Clean Tech Traning
A big part of the burgeoning cleantech market is education, as millions of people begin to ponder the process of bringing themselves up to speed on the basics of wind turbines, solar panels, EV charging infrastructure, etc.
Few years ago, there were a mere handful of educational and training programs available for those interested in clean tech, primarily in advanced-degree university programs. Today, there are hundreds, if not thousands, with new ones popping up every day as a result of government funds flowing to colleges and universities to fund green jobs training.
A competitive energy workforce requires much more than technicians and building retrofitters. Scientists, engineers, high-tech entrepreneurs, and advanced manufacturers will play a critical role, just as they have in strategic sectors like infotech, aerospace, and biotech.
The energy workforce deficit and education gap will substantially limit the nation's ability to lead the clean-tech industry and accelerate clean energy development.
Also a growing consensus suggests that clean tech will be one of our generation's largest growth sectors. The global clean-tech market is expected to surpass $1 trillion in value within the next few years, and a perfect storm of factors - from the inevitability of a carbon-constrained world, to skyrocketing global energy demand, to long-term oil price hikes - will drive global demand for clean-energy technologies.
How is it solved?
Nations are recognizing this painpoint and starting to implement a national strategy for energy leadership - including smart investments to educate the energy generation.
The training can be taken by anyone – from a cleantech enthusiast to industry professionals. The training can be structured with technical programs to equip individuals to enter into emerging clean tech industries.
A few examples of what specific industrialists would gain through such trainings is listed below:
- Business executives and professionals: to re-engineer their company’s product development, manufacturing process and expand market share.
- Scientists or engineers: to become an expert and a trainer in advanced solar thin film, nanotech batteries.
- Apprentices: qualified candidates are encouraged to apply for the Apprentice Program with paid on-the-job training.
- Displaced workers with a background in technology: to get new skills for a career in a high growth industry.
These programs are targeted to candidates at every level of experience, from those with a GED to engineering and chemistry graduates looking to develop next generation clean tech technologies.

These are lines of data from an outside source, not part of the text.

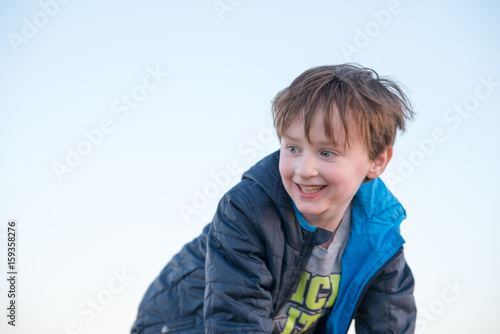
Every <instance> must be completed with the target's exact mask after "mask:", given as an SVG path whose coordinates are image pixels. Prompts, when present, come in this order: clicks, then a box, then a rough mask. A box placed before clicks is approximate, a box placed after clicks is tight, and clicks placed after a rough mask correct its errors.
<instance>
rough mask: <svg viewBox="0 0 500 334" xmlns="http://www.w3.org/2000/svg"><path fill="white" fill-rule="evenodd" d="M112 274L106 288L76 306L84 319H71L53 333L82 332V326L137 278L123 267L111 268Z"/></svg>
mask: <svg viewBox="0 0 500 334" xmlns="http://www.w3.org/2000/svg"><path fill="white" fill-rule="evenodd" d="M111 275H112V276H113V277H112V278H111V279H110V280H109V281H108V283H107V284H106V286H105V287H104V288H102V289H101V290H99V291H97V293H96V294H95V295H91V296H88V297H87V298H86V299H85V301H82V302H81V303H79V304H78V305H77V306H76V310H75V313H76V315H77V316H79V317H81V318H82V319H81V320H80V321H69V322H67V323H66V324H65V325H64V328H63V329H61V330H59V331H57V332H53V333H52V334H80V333H82V331H83V330H82V326H83V325H84V324H88V323H90V322H91V321H93V320H94V319H95V318H96V316H97V314H98V313H100V312H102V311H103V310H104V309H105V308H106V306H108V305H109V304H111V302H113V300H114V299H115V297H116V295H118V294H120V293H122V292H123V290H124V289H125V288H126V287H127V286H128V285H129V283H130V282H131V281H133V280H134V279H135V278H134V276H131V275H130V274H128V273H127V272H125V269H123V268H122V270H121V271H120V272H119V271H117V270H111Z"/></svg>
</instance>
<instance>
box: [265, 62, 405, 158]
mask: <svg viewBox="0 0 500 334" xmlns="http://www.w3.org/2000/svg"><path fill="white" fill-rule="evenodd" d="M335 107H336V108H335ZM337 110H338V115H335V112H337ZM318 112H320V113H323V117H324V118H323V123H324V129H325V134H326V135H327V136H328V139H329V140H331V141H332V143H333V144H334V145H337V143H336V142H335V136H334V131H335V130H334V127H333V119H334V117H336V116H338V118H339V119H340V121H341V124H339V125H341V128H340V129H341V130H343V131H344V136H345V142H344V145H347V146H349V134H350V131H354V132H357V134H358V135H359V136H360V137H361V140H362V142H363V144H364V147H365V149H366V151H367V152H368V156H369V158H370V159H371V160H375V159H376V158H377V157H378V156H379V155H380V154H381V153H382V152H383V151H384V150H385V149H386V148H387V147H388V146H393V145H394V141H395V138H396V134H397V131H398V130H399V131H402V132H403V131H405V130H406V123H407V122H408V121H409V120H411V119H413V116H414V112H413V110H412V106H411V102H410V100H409V98H408V96H407V95H406V94H405V93H404V91H403V90H402V88H401V87H400V84H398V83H396V82H395V81H394V80H392V79H389V78H385V77H379V75H378V74H377V72H375V71H374V70H372V69H369V68H365V67H362V66H360V65H358V64H342V65H330V66H319V67H313V68H311V69H308V70H307V71H305V72H304V73H302V74H301V75H300V76H298V77H297V78H296V79H295V80H294V81H293V82H292V84H291V85H290V86H289V87H287V88H285V89H283V90H282V91H280V92H279V93H278V94H277V95H276V97H275V98H274V100H273V102H272V113H273V122H274V127H275V128H276V132H277V135H278V138H279V139H280V140H281V137H282V135H283V134H284V133H285V131H286V130H287V129H288V127H289V126H290V125H291V123H292V122H293V121H294V120H295V119H296V118H297V117H299V118H300V119H302V120H303V121H304V132H305V135H306V138H307V140H308V141H310V138H309V131H310V128H311V123H312V120H313V118H314V115H315V114H316V113H318Z"/></svg>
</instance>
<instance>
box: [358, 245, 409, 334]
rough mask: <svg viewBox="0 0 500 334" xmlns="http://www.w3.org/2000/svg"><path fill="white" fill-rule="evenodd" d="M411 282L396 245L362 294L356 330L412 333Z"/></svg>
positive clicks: (396, 332)
mask: <svg viewBox="0 0 500 334" xmlns="http://www.w3.org/2000/svg"><path fill="white" fill-rule="evenodd" d="M414 285H415V281H414V279H413V274H412V272H411V270H410V267H408V264H407V263H406V261H405V258H404V254H403V250H402V249H400V250H399V251H398V253H397V255H396V256H395V257H394V258H393V259H392V260H391V262H390V263H389V264H388V265H387V266H386V267H385V269H384V270H383V271H382V272H381V273H380V274H379V275H378V276H377V278H376V279H375V280H374V281H373V283H372V284H371V286H370V287H369V288H368V291H367V292H366V294H365V296H364V297H363V300H362V301H361V304H360V306H359V308H358V310H357V314H356V317H355V326H356V333H357V334H365V333H366V334H378V333H380V334H381V333H391V334H392V333H414V332H415V321H416V316H417V309H416V306H415V299H414V297H413V289H414Z"/></svg>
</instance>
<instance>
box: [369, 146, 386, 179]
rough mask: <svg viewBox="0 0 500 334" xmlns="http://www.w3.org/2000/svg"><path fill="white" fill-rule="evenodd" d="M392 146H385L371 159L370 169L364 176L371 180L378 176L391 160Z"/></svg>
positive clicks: (369, 169) (383, 169) (382, 171)
mask: <svg viewBox="0 0 500 334" xmlns="http://www.w3.org/2000/svg"><path fill="white" fill-rule="evenodd" d="M391 158H392V146H387V147H386V149H385V150H384V151H383V152H382V153H381V154H380V155H379V156H378V157H377V158H376V159H375V160H373V161H371V166H370V169H369V170H368V174H366V177H367V178H369V179H371V180H373V179H376V178H377V177H379V176H380V174H382V173H383V172H384V170H385V168H386V167H387V165H388V164H389V161H391Z"/></svg>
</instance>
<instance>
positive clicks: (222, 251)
mask: <svg viewBox="0 0 500 334" xmlns="http://www.w3.org/2000/svg"><path fill="white" fill-rule="evenodd" d="M410 107H411V106H410V104H409V102H408V99H407V97H406V96H405V94H404V93H403V92H402V91H401V89H400V88H399V87H398V86H397V85H396V84H395V83H394V82H392V81H390V80H387V79H383V78H379V76H378V75H377V73H376V72H374V71H373V70H370V69H366V68H363V67H361V66H358V65H351V64H344V65H338V66H322V67H317V68H312V69H309V70H307V71H306V72H304V73H303V74H301V75H300V76H299V77H298V78H297V79H295V80H294V81H293V82H292V84H291V85H290V86H289V87H287V88H286V89H284V90H283V91H281V92H280V93H278V95H277V96H276V98H275V99H274V101H273V108H272V109H273V119H274V125H275V127H276V131H277V135H278V138H279V139H280V143H281V149H280V150H279V151H277V152H275V153H273V154H271V155H269V156H267V157H266V158H264V159H263V160H261V161H260V162H258V163H257V164H256V165H255V166H253V167H252V168H251V169H250V170H249V171H247V172H246V173H244V174H243V177H242V181H241V182H240V183H239V184H237V185H236V186H235V187H233V188H232V189H231V190H230V191H229V192H228V193H226V194H225V195H224V197H223V198H222V200H221V201H220V203H219V206H218V209H217V212H216V214H215V216H214V219H213V221H212V222H211V223H210V224H208V225H207V226H206V227H205V229H204V230H203V233H202V234H201V235H200V236H199V237H198V238H196V239H195V240H193V241H192V242H191V243H189V244H187V245H186V246H185V247H184V248H183V249H182V250H181V251H180V253H178V254H177V255H176V256H175V257H174V258H173V259H172V260H171V262H170V263H169V264H168V265H167V266H166V267H165V268H164V269H163V271H162V272H161V273H160V275H159V277H158V278H157V279H156V280H155V281H154V282H153V283H152V284H151V286H150V287H149V289H148V291H147V292H146V295H145V296H144V299H143V301H142V303H141V305H140V307H139V313H138V317H137V320H136V321H135V323H134V326H133V328H132V333H142V334H146V333H205V332H206V333H216V334H221V333H335V334H336V333H346V332H347V330H348V328H349V325H350V322H351V320H352V319H355V320H356V321H355V325H356V332H357V333H372V334H373V333H413V332H414V327H415V318H416V308H415V302H414V298H413V287H414V280H413V276H412V273H411V271H410V269H409V267H408V266H407V264H406V261H405V259H404V256H403V251H402V245H403V243H404V240H403V238H402V237H401V235H400V234H399V224H400V223H401V221H402V220H403V219H404V218H405V217H406V214H405V211H404V209H403V207H402V206H401V204H399V202H398V201H397V199H396V198H395V197H394V196H393V195H392V194H391V193H390V192H389V190H388V189H387V188H386V187H385V185H384V184H383V182H382V181H381V180H380V179H378V176H379V175H380V174H382V172H383V171H384V169H385V168H386V166H387V164H388V163H389V161H390V160H391V157H392V146H393V144H394V140H395V136H396V132H397V130H398V129H399V130H405V123H406V122H407V121H408V120H409V119H411V118H412V117H413V111H412V110H411V108H410Z"/></svg>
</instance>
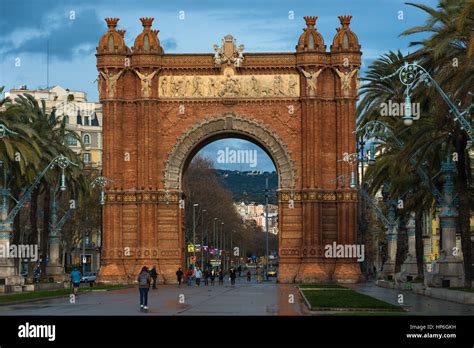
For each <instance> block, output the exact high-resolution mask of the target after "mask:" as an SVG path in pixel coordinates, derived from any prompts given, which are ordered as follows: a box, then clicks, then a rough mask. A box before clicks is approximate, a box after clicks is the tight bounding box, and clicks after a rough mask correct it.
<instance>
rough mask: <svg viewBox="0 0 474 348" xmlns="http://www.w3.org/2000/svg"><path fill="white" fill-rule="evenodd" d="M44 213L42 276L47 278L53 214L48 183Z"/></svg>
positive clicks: (50, 194)
mask: <svg viewBox="0 0 474 348" xmlns="http://www.w3.org/2000/svg"><path fill="white" fill-rule="evenodd" d="M43 209H44V215H43V230H42V232H41V241H40V243H41V255H42V260H43V261H42V262H41V278H42V279H46V258H47V257H48V236H49V220H50V215H51V187H50V185H49V184H48V183H45V184H44V207H43Z"/></svg>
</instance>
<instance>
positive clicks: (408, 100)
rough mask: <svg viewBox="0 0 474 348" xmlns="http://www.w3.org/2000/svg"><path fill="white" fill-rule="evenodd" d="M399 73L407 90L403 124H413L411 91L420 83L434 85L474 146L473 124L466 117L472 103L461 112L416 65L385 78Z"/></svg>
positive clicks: (473, 105)
mask: <svg viewBox="0 0 474 348" xmlns="http://www.w3.org/2000/svg"><path fill="white" fill-rule="evenodd" d="M397 73H398V76H399V79H400V81H401V83H402V84H404V85H405V86H406V90H405V94H406V96H405V114H404V116H403V122H404V123H405V125H407V126H411V125H412V124H413V116H412V113H411V91H412V90H413V89H415V88H416V86H417V85H418V84H419V83H420V82H424V84H425V86H427V87H430V86H431V85H433V87H434V88H435V90H436V91H437V92H438V93H439V94H440V95H441V98H442V99H443V101H444V102H445V103H446V104H447V105H448V108H449V114H450V115H451V114H453V115H454V121H455V122H457V123H459V125H460V128H461V130H463V131H464V132H466V134H467V136H468V138H469V140H470V143H469V144H472V142H473V140H474V134H473V132H472V127H471V123H470V122H469V121H467V120H466V119H465V118H464V116H465V115H467V114H468V113H469V111H470V110H471V109H472V108H474V103H471V105H469V106H468V107H467V108H466V109H465V110H463V111H459V109H458V108H457V107H456V105H455V104H454V103H453V102H452V101H451V99H450V98H449V97H448V95H447V94H446V93H445V92H444V91H443V90H442V88H441V87H440V86H439V85H438V83H437V82H436V81H435V80H434V79H433V77H431V75H430V74H429V73H428V71H426V70H425V68H423V67H422V66H421V65H418V64H416V63H411V64H409V63H408V62H405V64H404V65H403V66H402V67H400V68H399V69H398V70H397V71H395V73H394V74H392V75H390V76H387V77H385V78H390V77H392V76H394V75H396V74H397Z"/></svg>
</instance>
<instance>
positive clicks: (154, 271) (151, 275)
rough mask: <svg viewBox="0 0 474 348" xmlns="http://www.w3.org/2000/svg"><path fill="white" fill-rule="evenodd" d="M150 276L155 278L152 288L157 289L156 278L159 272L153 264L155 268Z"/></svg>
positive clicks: (154, 279)
mask: <svg viewBox="0 0 474 348" xmlns="http://www.w3.org/2000/svg"><path fill="white" fill-rule="evenodd" d="M150 277H151V279H152V280H153V285H152V286H151V288H152V289H156V278H157V277H158V272H157V271H156V266H155V265H153V268H152V269H151V271H150Z"/></svg>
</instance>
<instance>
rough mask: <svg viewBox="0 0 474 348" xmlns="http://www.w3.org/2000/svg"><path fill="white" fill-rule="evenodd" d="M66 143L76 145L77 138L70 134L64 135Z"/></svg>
mask: <svg viewBox="0 0 474 348" xmlns="http://www.w3.org/2000/svg"><path fill="white" fill-rule="evenodd" d="M66 143H67V144H68V145H77V139H76V138H75V137H74V135H72V134H68V135H66Z"/></svg>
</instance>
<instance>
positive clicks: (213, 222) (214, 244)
mask: <svg viewBox="0 0 474 348" xmlns="http://www.w3.org/2000/svg"><path fill="white" fill-rule="evenodd" d="M216 222H217V218H214V221H213V226H212V230H213V236H212V246H213V247H214V249H215V248H217V242H216Z"/></svg>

Those already in the industry can gain new insight and skills by taking part in the many weekend seminars, extended learning courses, conferences and events.
- Provides an excellent preparation for an entry-level job or career change in what many, despite the ongoing downturn in the economy, expect to be fast-growing industries.
- And most provide an opportunity to network—which can be as valuable a takeaway as the skills—with professors, students, and those currently employed within the cleantech sector.
- Some clean tech training program won’t guarantee you a job in the industry, but will help you stand out—and deliver marketable skills.
How far is the industry from commercialization?
While there is much relevant research taking place within the various departments of universities around the world, engineering faculties that focus exclusively on renewable energy and low carbon technologies are few and far between. Countries that already generate a high percentage of their energy requirements from renewable sources are leading the way in terms of renewable energy engineering education. In Iceland, for example, where 77% of primary energy comes from renewable sources, the School for Renewable Energy Science (RES) was established in 2006 in partnership with two Icelandic universities. RES offers Masters degrees in Renewable Energy Science with five optional specialist subjects of study: geothermal energy; fuel cell systems and hydrogen; biofuels and bioenergy; energy systems; and hydropower.
The Cleantech Institute based out of California, USA, offers various training programs to people from various disciplines.
In New Zealand, the geothermal industry has long benefited from the geothermal training and research carried out at a specialist faculty at the University of Auckland. The Geothermal Institute was the centre of excellence in geothermal science and technology in New Zealand since its founding in 1978 until 2005, when it was absorbed into Auckland’s newly-created Institute of Earth Science and Engineering.
Both Iceland and New Zealand are small countries in terms of economy and population, making the task of leveraging educational resources to improve energy infrastructure more straightforward than it will be for nations with large populations like the US – or even the UK.